From Harlem to the Moon: What Aretha Franklin meant to America
- 44 Grammy nominations
- 18 Grammy awards
- 112 charted Billboard singles
- 77 Hot 100 entries
- 17 top-ten pop singles
- 100 R&B entries
- 20 #1 R&B singles
- 75 million records sold worldwide
- 1987 induction into the Rock and Roll Hall of Fame — the first woman to do so
- 2005 induction to the UK Music Hall of Fame — only the second woman up to that point
- 2012 induction into the GMA Gospel Music Hall of Fame
- Cover of Time magazine, June, 1968
- Received Hollywood Walk Of Fame star in 1979 10 honorary degrees
These are just some of the accomplishments of the singer, who died August 16 at age 76 of pancreatic cancer.
US President Barack Obama fist bumps with singer Aretha Franklin who sung during a farewell ceremony for Attorney General Eric Holder at the Justice Department February 27, 2015 in Washington, DC. (Photo by Mark Wilson/Getty Images)
Her parents split when she was seven years old, her mother dying of a heart attack when she was 10. It was soon after that Franklin began to play piano by ear, almost as if she turned that grief into something that transcended.
Beginning with gospel songs, she started to make a name for herself. This brought her to California with her father, and a fateful meeting with Sam Cooke.
When she turned 18, she told her father that she wanted to follow in Cooke’s footsteps, and moved to New York to begin charting her success in the music industry.
The words ‘Aretha Makes Me Feel Like A Natural Woman’ are seen at the stairwell leading to the Franklin Street subway station in New York on August 16, 2018. – ‘Queen of Soul’ Aretha Franklin passed away August 16, 2018 in Detroit at the age of 76. (Photo by Angela Weiss / AFP/ Getty Images)
Memorable and meaningful moments in her life were plenty. She toured with Dr. Martin Luther King, Jr. and sang at his funeral; offered to post bail for African American political activist Angela Davis when she was arrested, citing, “I know you got to disturb the peace when you can’t get no peace,”; she sang ‘My Country, ’Tis of Thee’ at Barack Obama’s first inauguration
There’s so much more about her, and her life, that has been recounted and told in the form of stories, that there’s no way to do it all justice.
So here are some of the quotes on Twitter from various people and organizations in recognition of who she was:
We’re very sad to hear about the #QueenofSoul passing. Rock Steady Aretha.
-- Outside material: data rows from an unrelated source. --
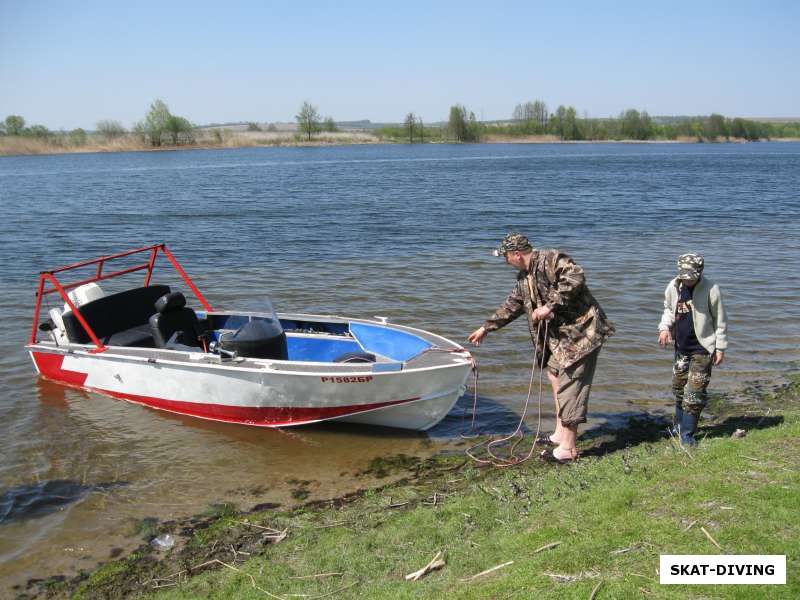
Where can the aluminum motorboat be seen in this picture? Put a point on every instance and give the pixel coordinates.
(146, 345)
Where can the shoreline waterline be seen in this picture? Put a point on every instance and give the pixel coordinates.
(206, 547)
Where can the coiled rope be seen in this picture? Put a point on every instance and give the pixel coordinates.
(512, 458)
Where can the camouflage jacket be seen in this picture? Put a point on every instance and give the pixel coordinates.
(578, 326)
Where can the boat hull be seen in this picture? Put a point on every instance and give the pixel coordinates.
(265, 396)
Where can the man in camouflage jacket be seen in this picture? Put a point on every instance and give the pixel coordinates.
(552, 292)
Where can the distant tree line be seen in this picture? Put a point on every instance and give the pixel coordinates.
(531, 118)
(158, 127)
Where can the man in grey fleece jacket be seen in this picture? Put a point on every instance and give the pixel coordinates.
(694, 318)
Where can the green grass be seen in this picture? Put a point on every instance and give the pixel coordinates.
(612, 515)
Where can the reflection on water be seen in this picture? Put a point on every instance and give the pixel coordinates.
(398, 231)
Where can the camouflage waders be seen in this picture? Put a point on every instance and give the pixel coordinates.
(690, 377)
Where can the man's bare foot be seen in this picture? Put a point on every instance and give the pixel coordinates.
(565, 454)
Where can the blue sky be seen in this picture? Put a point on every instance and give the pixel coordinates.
(69, 64)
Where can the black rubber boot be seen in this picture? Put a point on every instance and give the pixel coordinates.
(688, 427)
(676, 420)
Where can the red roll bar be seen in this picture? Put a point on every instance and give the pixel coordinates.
(57, 287)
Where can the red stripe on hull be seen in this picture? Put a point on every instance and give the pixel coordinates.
(50, 366)
(259, 416)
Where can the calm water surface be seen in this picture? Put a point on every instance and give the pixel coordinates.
(378, 230)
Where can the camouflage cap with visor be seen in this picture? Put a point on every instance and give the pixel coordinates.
(690, 266)
(512, 242)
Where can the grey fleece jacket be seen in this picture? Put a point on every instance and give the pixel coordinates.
(708, 313)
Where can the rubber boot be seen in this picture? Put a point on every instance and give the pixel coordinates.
(676, 421)
(688, 427)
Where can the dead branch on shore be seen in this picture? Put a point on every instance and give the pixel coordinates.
(549, 546)
(712, 540)
(437, 562)
(486, 572)
(232, 568)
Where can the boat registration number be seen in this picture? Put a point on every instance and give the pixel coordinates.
(354, 379)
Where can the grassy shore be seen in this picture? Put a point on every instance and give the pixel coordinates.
(548, 531)
(24, 146)
(21, 146)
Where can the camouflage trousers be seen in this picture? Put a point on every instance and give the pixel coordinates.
(690, 377)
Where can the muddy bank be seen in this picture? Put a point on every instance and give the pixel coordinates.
(227, 539)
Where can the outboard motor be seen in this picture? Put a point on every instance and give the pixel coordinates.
(261, 338)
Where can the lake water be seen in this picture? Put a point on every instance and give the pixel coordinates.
(400, 231)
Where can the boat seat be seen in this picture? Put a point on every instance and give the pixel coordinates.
(174, 323)
(118, 319)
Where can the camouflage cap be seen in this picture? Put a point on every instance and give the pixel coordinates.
(690, 265)
(512, 241)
From your steady rock out in space. pic.twitter.com/1rbBRlRUW7
— NASA Moon (@NASAMoon) August 16, 2018
#CorettaScottKing with the #QueenOfSoul. #ArethaFranklin pic.twitter.com/VinGBi00R0
— The King Center (@TheKingCenter) August 17, 2018
ROCK. STEADY!! Honoring #ApolloLegend Aretha Franklin and paying R-E-S-P-E-C-T to the #QueenOfSoul in the way only #Harlem can! pic.twitter.com/LR8CIppHUx
— Apollo Theater (@ApolloTheater) August 16, 2018
Aretha Franklin is the reason why I sing from that part deep inside of me that few could ever reach. She was my favorite and will always be. What a gift she has left all of us with her musical footprints. There will never be another like her. She was truly special. #QueenOfSoul — Kelly Clarkson (@kelly_clarkson) August 16, 2018
Finally, there is the time, in 2015, when she sang, 'A Natural Woman' at the Kennedy Center in celebration of Carole King’s official medal from the White House. Barack Obama himself commented on it later. You can see him wiping a tear from his eye early on in the below clip.
"American history wells up when Aretha sings," President Obama explained. "Nobody embodies more fully the connection between the African-American spiritual, the blues, R&B, rock and roll—the way that hardship and sorrow were transformed into something full of beauty and vitality and hope.”